Once it looks like a Hershey's bar, add the trinity vegetables. Cook until everything softens (2-3 min) then add the garlic, diced pepper, seasoning and thyme. Cook for a minute more then add everything to the stock pot. Deglaze the pan again for any remaining bits to pour into the pot before putting the pan in the sink.
Add the sausage, duck, bay leaves, salt, a few good twists of freshly cracked black pepper, plus a few dashes of worcestere sauce and hot sauce, bring up to a light boil then drop the heat and let it simmer for several hours. Be sure to give it an occasional stir so nothing stick to the bottom of the pot. Taste test and season as necessary.

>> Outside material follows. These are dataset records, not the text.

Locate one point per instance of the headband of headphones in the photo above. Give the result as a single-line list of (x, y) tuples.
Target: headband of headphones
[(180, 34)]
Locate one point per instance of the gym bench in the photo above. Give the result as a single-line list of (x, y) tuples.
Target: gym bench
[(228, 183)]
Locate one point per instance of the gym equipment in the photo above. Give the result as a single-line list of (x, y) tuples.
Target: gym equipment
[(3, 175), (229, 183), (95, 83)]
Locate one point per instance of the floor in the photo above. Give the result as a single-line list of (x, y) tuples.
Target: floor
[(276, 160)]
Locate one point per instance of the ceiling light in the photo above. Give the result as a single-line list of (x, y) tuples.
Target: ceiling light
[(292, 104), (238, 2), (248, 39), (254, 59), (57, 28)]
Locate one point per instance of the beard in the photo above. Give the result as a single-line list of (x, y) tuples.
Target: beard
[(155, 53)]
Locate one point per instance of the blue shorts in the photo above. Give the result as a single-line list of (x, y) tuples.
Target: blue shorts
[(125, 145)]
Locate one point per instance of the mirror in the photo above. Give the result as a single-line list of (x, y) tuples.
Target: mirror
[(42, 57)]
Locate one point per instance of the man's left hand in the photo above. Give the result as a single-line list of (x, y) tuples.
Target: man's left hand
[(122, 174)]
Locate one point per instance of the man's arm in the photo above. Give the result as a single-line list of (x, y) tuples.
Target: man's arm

When you are about an hour out from serving, slice up the okra into rough pieces and add to the pot, including the seeds and the clear fluid inside of them. This is your main thickening agent. Also, fish out any bones from the duck as any meat should have rendered off from them and skim the top with some bread slices to sop up the excess fat.
To serve, prep the white rice per instructions (be it on the bag or your rice cooker) and slice up the green onions. Add to the gumbo any extra seasoning, sauce, salt and pepper to taste.
In a large bowl, add a scoop of white rice, some healthy ladles of gumbo (discard the bay leaves) and garnish with green onion.